Si dirà (erroneamente): nel clima generale di assoluta libertà individuale, ognuno scrive e parla come vuole, all’insegna del “basta capirsi”. Forse molti hanno in mente la frase del filosofo tedesco Theodor Adorno: «Chi scrive bene è scientificamente sospetto», e allora hanno deciso di evitare di essere scoperti.

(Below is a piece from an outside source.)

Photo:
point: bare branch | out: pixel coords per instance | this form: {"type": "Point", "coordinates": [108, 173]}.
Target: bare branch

Ne sa qualcosa la commissione giudicatrice di un concorso per un posto di vigile urbano bandito dal comune di Pitigliano, Grosseto. Si sono presentati 61 candidati. Alla lettura delle tracce della prova scritta, trenta abbandonano. La commissione suppone che siano rimasti i migliori: errore. Alla correzione degli elaborati, si ricrede. Sono tanti e tali gli strafalcioni, che tutti i concorrenti rimasti vengono bocciati. Tra loro, alcuni laureati: sob!

 

Purtroppo non è l’unico caso. Ma nessuno se ne preoccupa. Anzi, si va radicando sempre più un atteggiamento di generale superficialità con cui si guarda alla nostra lingua. Eppure di catastrofe culturale si parla nelle università in seguito anche ai recenti test di ingresso nelle più diverse facoltà: molti atenei hanno dovuto organizzare corsi di recupero di italiano per gli italiani.

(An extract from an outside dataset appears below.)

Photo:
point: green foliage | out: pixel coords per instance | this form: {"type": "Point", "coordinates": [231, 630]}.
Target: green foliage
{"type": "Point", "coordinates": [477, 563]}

Scrivere correttamente vuol dire pensare correttamente. Ed è proprio quello che più serve oggi ai giovani per trovare lavoro e al Paese per trovare un domani. Il filologo Cesare Segre conosce bene le carenze dei giovani: «Non sanno usare la lingua: riassumere, raccontare, riferire. Questo significa che non hanno il dominio della realtà: e se non sei in grado di esprimerti, non sei capace di giudicare».

 

Le due maggiori accademie italiane, della Crusca e dei Lincei, hanno lanciato un appello sulla lingua italiana, sottolineando che «una padronanza medio-alta dell’italiano è un bene per il Paese e il suo sviluppo culturale ed economico».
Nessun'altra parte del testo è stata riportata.